—Et tu viens de Coblentz?

—Oui, mon officier.

—Non pas à pied, j'imagine.

—Ma voiture est là.

—Eh bien, on va l'inspecter, ta voiture, et si elle ne contient aucun objet suspect, tu pourras entrer en ville, car tes papiers sont en règle.

Le colporteur sortit aussitôt. L'officier le suivit. Sur son ordre, deux soldats s'avancèrent pour procéder à l'inspection du fourgon dont le colporteur s'était empressé d'ouvrir les portes placées sur les côtés. On put voir alors, comme dans l'intérieur d'une boutique, tout un étalage de tricots, maillots, bas de laine et foulards couchés sur une étagère, ou suspendus à une tringle transversale, le tout en si bel ordre qu'il ne pouvait venir à l'idée qu'entre des marchandises si bien rangées, il y eût place pour quelqu'un des objets que l'officier avait qualifiés de suspects.

—C'est bon, laissez passer! dit ce dernier.
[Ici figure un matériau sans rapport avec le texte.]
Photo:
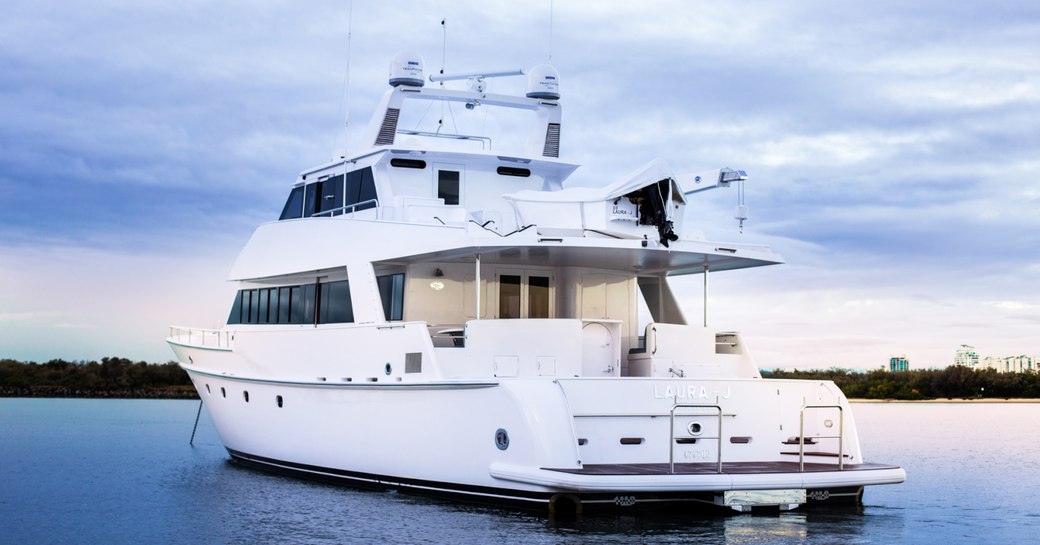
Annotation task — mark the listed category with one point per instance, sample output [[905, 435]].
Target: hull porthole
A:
[[501, 439]]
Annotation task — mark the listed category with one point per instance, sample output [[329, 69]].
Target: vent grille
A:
[[389, 128], [551, 140]]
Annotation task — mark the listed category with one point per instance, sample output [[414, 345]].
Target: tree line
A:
[[109, 378], [955, 382], [122, 378]]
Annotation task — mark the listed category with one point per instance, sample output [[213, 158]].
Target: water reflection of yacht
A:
[[435, 313]]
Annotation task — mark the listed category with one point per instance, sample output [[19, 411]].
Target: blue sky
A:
[[892, 149]]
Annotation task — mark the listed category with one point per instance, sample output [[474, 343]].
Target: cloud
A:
[[891, 147]]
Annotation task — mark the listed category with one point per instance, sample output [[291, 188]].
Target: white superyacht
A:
[[438, 313]]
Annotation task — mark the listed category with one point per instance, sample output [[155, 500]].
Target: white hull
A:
[[439, 437]]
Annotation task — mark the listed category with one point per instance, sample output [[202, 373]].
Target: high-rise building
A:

Le colporteur ferma sa voiture, et, se mettant à la tête du cheval qu'il prit par la bride, il pénétra dans la ville par une large rue que parcouraient en tous sens des piétons et des véhicules, au milieu desquels il se confondit. Pendant une demi-heure, il continua à avancer ainsi, regardant à droite et à gauche, comme s'il cherchait son chemin. Puis, lorsque, d'un rapide coup d'oeil, il eut constaté que, dans la foule qu'il traversait, personne ne l'observait, il s'arrêta. Il se trouvait alors devant l'église de Sainte-Gudule, au centre d'une vaste place. L'endroit, sans doute, lui parut propice au débit de ses marchandises, car il rangea sa voiture au long d'un mur et en détacha les auvents comme pour se préparer à exercer son commerce accoutumé. Mais, tout en feignant de mettre la dernière main à son étalage, il se penchait dans l'intérieur du fourgon, et parlant à demi-voix, il dit:

—Nous voici dans la citadelle, Monsieur le chevalier, vous pouvez vous montrer.

Sous une couverture jetée tout au fond du fourgon et dissimulée par les marchandises, un corps se dessinait. La couverture fut rejetée d'un brusque mouvement, et entre les tricots tendus sur les tringles apparut la tête fine et pâle de Bernard de Malincourt.